In years past, music was the common bond between denominations. When young people met together at Youth for Christ or at all city sings there would be musical unity regardless of the church represented. As I travel across the country now, churches, even in the same denomination, seem to have their own brand of music.

In recent years, books have been written on how to promote church growth using a formula. The suggestions are dismissing the choir, no longer using the organ and taking the hymn books out of the sanctuary. Instead, they say, use only upbeat praise and worship music with an electronic keyboard, a set of drums and guitar. This trend is going through almost all denominations.

My background in church music came very early. My parents were in the ministry and I was constantly exposed to church music. Having older sisters who played many musical instruments gave me opportunity to be with young people who met in our home for music jams. When the praise music trend started, I was involved in churches that pioneered this arena of music. This helped to give me a love for many different styles of music, and I realize they all have a place in the church. My opinion is that music should be used to bring the congregation to a place of worshipping the Lord and preparing hearts for the message. Sadly, in many churches it is bringing division and causing those who appreciate a different style of music to feel disenfranchised.

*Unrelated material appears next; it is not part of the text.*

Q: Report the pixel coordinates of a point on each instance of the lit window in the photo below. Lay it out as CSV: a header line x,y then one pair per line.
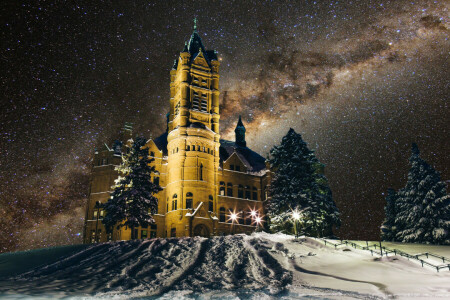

The Lord has touched my life through all styles of music and there are many praise and worship songs that affect me deeply. However, some contemporary praise music is written without musical training, often missing the melody, and frequently the text is superficial. A familiar description for these songs is the "7-11" song seven words repeated 11 times. In pressing the new formula on congregations, those who disagree with the contemporary music are told they lack spirituality, and that if their heart was right, there would be no problem with accepting the new music.

There are additional problems for some in the congregation with having to stand for long periods of time. Sitting down draws attention to them, and they feel their spirituality is in question. Many say they deliberately come to church late to miss the music.



In addition, for those who are musically inclined, there are issues with the way the music is written. Having melodies that jump around and complicated rhythms make it hard for everyone to participate. Due to eliminating hymn books, and only reading a screen for the words, the chance for learning to read music is no longer available.

More than a year ago, I went for eight weeks traveling to different parts of the country in various denominational churches, and found I was not able to join in the praise and worship music because the drums were so dominant. The praise and worship team could not be heard, making it impossible to know the melody. Looking around, I noticed very few people singing.

Many churches are struggling with the music issue. Some churches have split congregations by having a service for contemporary music and a service for traditional music. Other churches decide to have all contemporary music and do not seem to care what the more traditional congregation desires. The most harmonious churches I have found are those that successfully blend both styles of music in one service. Having leaders who enjoy both musical styles and who know how to choose praise and worship songs that minister to all ages brings unity and not division in the church. When hymns are introduced as special, not hurried to get them over, but introducing the audience to the depth of the message, it commands a spiritual experience for the young and older generations.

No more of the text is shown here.